It is hard to have pity for Lady Macbeth because she urged her husband to kill the king. However, you could say that she showed remorse and that makes her worthy of our sympathy. A person can do terrible things and still be worthy of pity.
First of all, Lady Macbeth did not kill Duncan herself, though she definitely encouraged her husband to do it. When she got the letter saying that the witches had prophesied his being king, she was excited. She really wanted that, and she got carried away.
Lady Macbeth seems to want to draw on the harder parts of her personality to help her accomplish this. If you interpret her this way, she is not such a bad person. She just really wanted to help her husband succeed. She had to draw herself up to it.
Come, you spirits
That tend on mortal thoughts, unsex me here,
And fill me from the crown to the toe top-full
Of direst cruelty! make thick my blood;
Stop up the access and passage to remorse,
That no compunctious visitings of nature
Shake my fell purpose, nor keep peace between
The effect and it! (Act 1, Scene 5)
She certainly doesn’t present a sympathetic figure when she emphasizes her manly features to encourage her husband, such as the comment about the baby where she would have “dash'd the brains out” (Act 1, Scene 7). Her toughness aside, Lady Macbeth does a good job of planning the murder, but is unable to carry it out herself. That is to her credit, at least. She wasn't a murderer.
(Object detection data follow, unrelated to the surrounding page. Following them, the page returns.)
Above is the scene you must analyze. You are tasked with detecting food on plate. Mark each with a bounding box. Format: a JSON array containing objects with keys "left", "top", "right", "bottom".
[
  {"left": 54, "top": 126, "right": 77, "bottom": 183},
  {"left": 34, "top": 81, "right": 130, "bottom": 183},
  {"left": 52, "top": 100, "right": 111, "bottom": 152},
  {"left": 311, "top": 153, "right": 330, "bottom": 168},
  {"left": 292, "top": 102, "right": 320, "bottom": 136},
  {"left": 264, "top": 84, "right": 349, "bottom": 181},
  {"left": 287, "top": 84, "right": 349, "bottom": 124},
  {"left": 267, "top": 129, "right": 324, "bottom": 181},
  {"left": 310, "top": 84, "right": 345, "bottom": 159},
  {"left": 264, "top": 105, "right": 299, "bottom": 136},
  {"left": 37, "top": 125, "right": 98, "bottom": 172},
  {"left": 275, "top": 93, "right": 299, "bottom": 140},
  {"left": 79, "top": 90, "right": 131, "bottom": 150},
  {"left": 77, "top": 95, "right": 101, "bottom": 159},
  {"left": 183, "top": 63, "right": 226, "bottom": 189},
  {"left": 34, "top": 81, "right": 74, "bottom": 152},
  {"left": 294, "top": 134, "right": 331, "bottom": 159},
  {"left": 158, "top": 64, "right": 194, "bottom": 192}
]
Also, Lady Macbeth may not be a great person, but she is not as bad as her husband! She got herself in over her head, and for that you can pity her. He kept killing after the first murder, which was not part of the plan. She did not know what was going on, but she suspected something. This is why she eventually went mad and killed herself.
Why do we feel both sympathy and repulsion for Lady Macbeth?
Ah, great question. Thinking about this lets us dig into the heart of the play.
We feel both emotions for Lady Macbeth because of the different strains the situation puts on her, and because of the way the different sides of her character come into play.
On the one hand, she is loyal to her husband, and wants him to be king. What could be better?
On the other hand, she drives him to kill when his conscience would weaken him.
On one hand, she knows her husband really well, recognizing that his character isn't harsh enough for the challenges this situation puts on him. She strengthens him.
On the other hand, again, she drives him to kill.
On one hand, she believes the information from the witches immediately.
On the other, she casts aside her own loyalty.
On the one hand, she clearly loves her husband, and is clearly wracked by guilt over what she's done... and on the other, she is so harsh that she says she'd kill a baby if need be, to get the job done.
I sympathize with her... but she also disgusts me.